By Luke Pearson
Hilda is the little girl. And this is her folk tale. And pretty much everything you need to know about how good this is is there on that absolutely gorgeously delightful cover above. By the end of it, you’ll have exactly the same smile as Hilda has.
Done by Luke Pearson im a style slightly less angular and decidedly cuter than usual (at least to my eye). And make no mistake about it – this is unashamedly cute; everything has that rounded touch and everything; from her little companion, to the strange little wood-man who keeps wandering into her house, even down to the big, seemingly nasty Troll, exists to charm and delight us. And it does.
Even the prospect of camping out on a windy, rainy night is enjoyed. Or at least it is by Hilda. Personally, many years after cub and scout camps, I still remember the fear, ridiculous now, but still with me, of the noise of rain and wind on that thin canvas, threatening to leak, to blow away.
Fortunately Hilda is made of sterner stuff than I. She’s fearless, an adventurer, yearning to take on the challenge. And she does. The wind and rain just provide her with comfort and her attitude towards life’s trials is so sweet:
Hildafolk is 24 pages of sweetness and cuteness as Hilda spends a night under canvas and then heads out into the hills for a day of drawing.
And she finds a fine adventure, meets a scary Rock Troll, discovers the secret of the Wood Man, experiences dangers, excitement and much more besides. And by the end, Hilda finds that there’s a pleasure to be had from adventure, although it might be an unexpected pleasure, where it’s the experience, not the result that matters.
Luke Pearson’s hopefully a major talent for the future. certainly in this slim little volume he does pretty much everything right, creating a really pleasant, warm and safe adventure tale for all-ages. Bright colours and gorgeous cartooning dominates, each page is just a visual treat.

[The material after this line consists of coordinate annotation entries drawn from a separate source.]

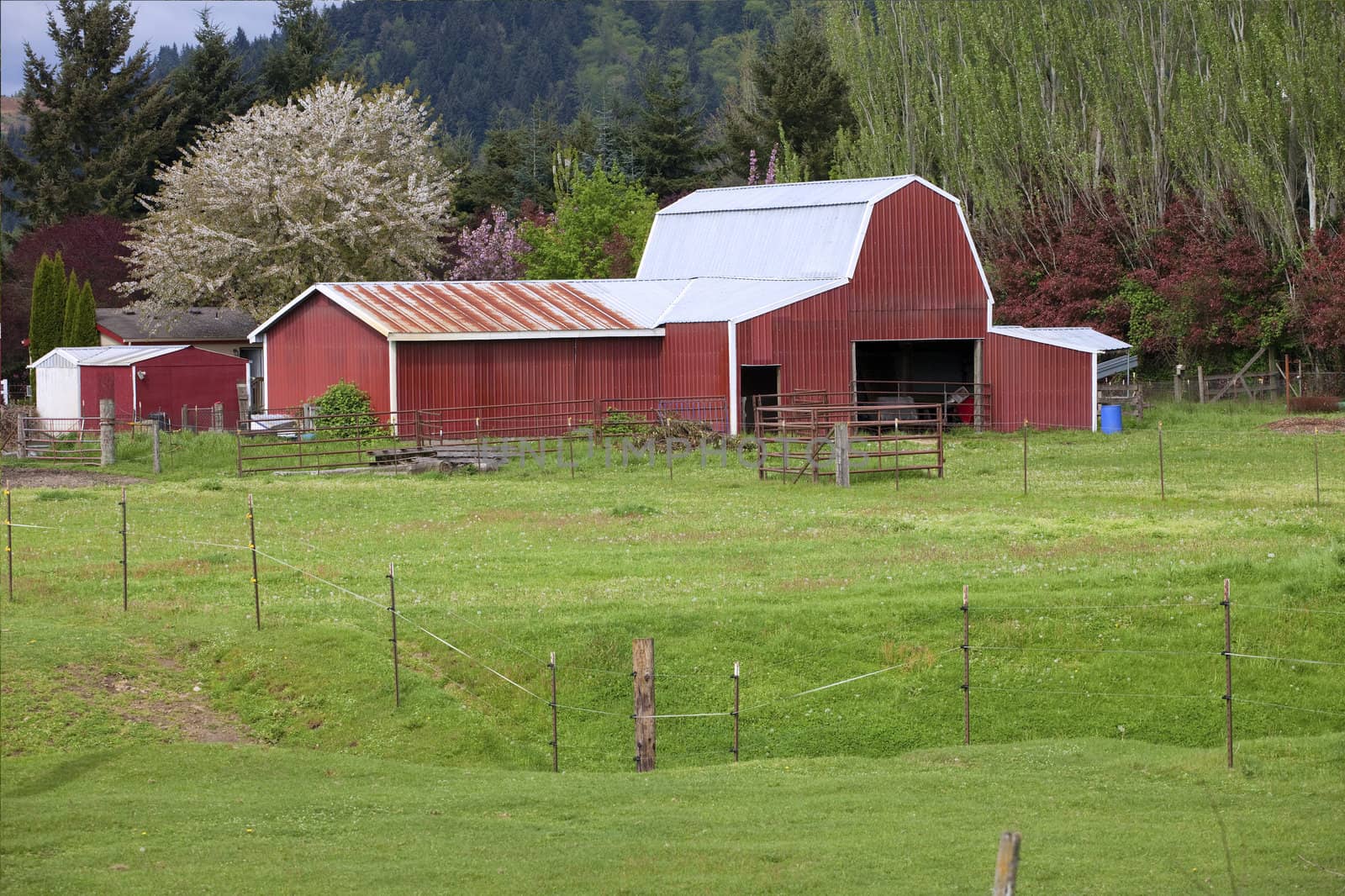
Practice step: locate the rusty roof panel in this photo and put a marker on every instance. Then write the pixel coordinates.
(535, 306)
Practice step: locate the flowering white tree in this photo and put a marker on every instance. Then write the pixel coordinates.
(331, 186)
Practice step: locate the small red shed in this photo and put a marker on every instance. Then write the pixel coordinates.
(865, 288)
(141, 381)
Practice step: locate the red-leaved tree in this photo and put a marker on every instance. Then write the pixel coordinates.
(1217, 289)
(1321, 293)
(1073, 286)
(91, 245)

There’s also a playfulness here, in Pearson’s art but also in his words. There’s a couple of great gags inside – one with Hilda’s mum and a facial expression and the other involving a lost giant that made the broad smile across my face even wider.
And of course, seeing as this is a Nobrow Press book/comic, it’s quite beautifully put together, the pages are heavy stock, the colours bright yet with a classy matt finish. Everything in Hildafolk, from artist or publisher screams quality and class.
This is the first of Nobrows 17×23 series I’ve seen so far (it’s so called for the dimensions of the comic). It’s their showcase format, designed to allow artists a small start, to tell their stories in “a manageable and economic format” and possibly “…act as a springboard for more ambitious projects“.
And whilst part of me wants to see what Pearson can do when he decides to tackle something more serious, more in depth, there’s also a big part of me that would love to see the return of little Hilda and her very safe, very cute, very satisfying folk tales.